When it comes to pets, most of the headline news comes in the blistering hot days of summer when dogs, and the occasional cat, are found in a car, with the windows rolled up during a 96-degree afternoon.
The temperature inside the car can quickly climb to more than 125 degrees, and often pets do not survive.
But Dr. Curt Cavanaugh, owner of the Cavanaugh Pet Hospital in Blue Springs, said winter can be just as deadly.
“It’s crazy that we’ve already had more snow in 2018 than we had all last year,” Cavanaugh said, as he looked out his office window at snow-filled courtyard.
“And pet owners have to be aware of what cold weather – especially extremely cold weather like we’ve experienced this week – can do to their pets.”

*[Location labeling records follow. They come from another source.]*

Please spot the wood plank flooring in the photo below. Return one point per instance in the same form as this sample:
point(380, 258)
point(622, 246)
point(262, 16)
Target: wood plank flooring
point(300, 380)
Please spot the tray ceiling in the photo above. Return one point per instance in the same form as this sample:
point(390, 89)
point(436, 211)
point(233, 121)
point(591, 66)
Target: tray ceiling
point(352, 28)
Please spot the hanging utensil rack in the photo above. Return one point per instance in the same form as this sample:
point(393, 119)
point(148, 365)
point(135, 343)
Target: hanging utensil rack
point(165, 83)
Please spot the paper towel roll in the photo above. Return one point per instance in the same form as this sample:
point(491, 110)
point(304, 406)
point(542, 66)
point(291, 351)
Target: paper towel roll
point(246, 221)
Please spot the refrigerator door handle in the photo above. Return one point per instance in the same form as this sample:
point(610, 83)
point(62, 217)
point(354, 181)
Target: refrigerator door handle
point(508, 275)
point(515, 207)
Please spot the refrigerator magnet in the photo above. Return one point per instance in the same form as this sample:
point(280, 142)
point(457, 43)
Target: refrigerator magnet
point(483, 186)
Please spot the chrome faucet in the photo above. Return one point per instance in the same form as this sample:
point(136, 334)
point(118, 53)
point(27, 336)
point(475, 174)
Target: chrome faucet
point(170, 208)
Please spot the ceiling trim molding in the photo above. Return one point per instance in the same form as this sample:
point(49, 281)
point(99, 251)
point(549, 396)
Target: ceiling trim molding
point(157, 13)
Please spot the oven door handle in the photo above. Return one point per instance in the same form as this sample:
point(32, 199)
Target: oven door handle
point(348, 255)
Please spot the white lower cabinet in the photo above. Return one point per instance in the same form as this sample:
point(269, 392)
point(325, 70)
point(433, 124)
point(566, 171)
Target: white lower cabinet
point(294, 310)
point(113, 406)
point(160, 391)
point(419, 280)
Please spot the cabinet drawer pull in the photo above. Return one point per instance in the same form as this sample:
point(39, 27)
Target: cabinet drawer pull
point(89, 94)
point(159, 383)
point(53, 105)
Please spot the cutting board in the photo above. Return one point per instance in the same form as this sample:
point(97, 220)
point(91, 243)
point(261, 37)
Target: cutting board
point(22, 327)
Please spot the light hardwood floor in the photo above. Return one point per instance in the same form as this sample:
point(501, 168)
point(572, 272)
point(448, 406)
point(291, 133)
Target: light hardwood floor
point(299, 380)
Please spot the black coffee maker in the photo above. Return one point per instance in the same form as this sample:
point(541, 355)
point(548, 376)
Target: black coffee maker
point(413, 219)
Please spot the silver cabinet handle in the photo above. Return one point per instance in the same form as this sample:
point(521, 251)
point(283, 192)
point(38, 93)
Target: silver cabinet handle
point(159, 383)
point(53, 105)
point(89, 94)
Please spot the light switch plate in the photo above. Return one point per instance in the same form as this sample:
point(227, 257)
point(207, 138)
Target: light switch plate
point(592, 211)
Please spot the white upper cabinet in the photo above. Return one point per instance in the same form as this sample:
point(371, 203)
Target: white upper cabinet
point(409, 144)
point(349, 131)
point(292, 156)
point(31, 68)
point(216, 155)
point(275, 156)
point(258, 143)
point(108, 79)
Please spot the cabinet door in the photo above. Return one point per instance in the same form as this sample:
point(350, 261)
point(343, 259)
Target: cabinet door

He said pets with short hair can be affected more than pets with longer hair that are more adaptable to the cold and snow.
“There are dogs that love to be outside and can survive much easier than a beagle or a dachshund, the short-hair dogs,” Cavanaugh said. “But it really doesn’t matter what type of pet you have. When it’s cold watch them outside, and make sure they get back in the house where it is warm as soon as possible.”
“We’ve had pets in here, and some stray dogs and cats, that’s ears have suffered from frostbite and are misshapen and really damaged. The same with their feet.”
“If you let your dog outside, or, if you take it for a walk, really pay close attention to the pads of its feet. If the salt compound they put down on the street gets into a cut or scrape it can be very painful and cause a lot of problems.”
“You might want to even pick them up and wash off their paws before you set them down in the house if you walk near streets or sidewalks that have been treated.”
Cavanaugh said common sense is the best approach.
“First and foremost, be aware of the temperature,” he said. “When it gets really cold, don’t let you pet spend a lot of time outside.”
“Walks are good for your pet, but don’t take extended walks in freezing weather because a dog is like a human – it can fall and break a leg, experience knee problems or muscle tears. We see it all the time.
“And while some pets simply refuse to wear them, I’m a big believer in doggie sweaters. There are even dog boots that really help keep the dog’s feet in good shape in cold weather like this.”
“And if you have an outside pet, find a place in the house or your basement for it to spend as much time as possible. You want to keep warm, and your pet should be warm, too.”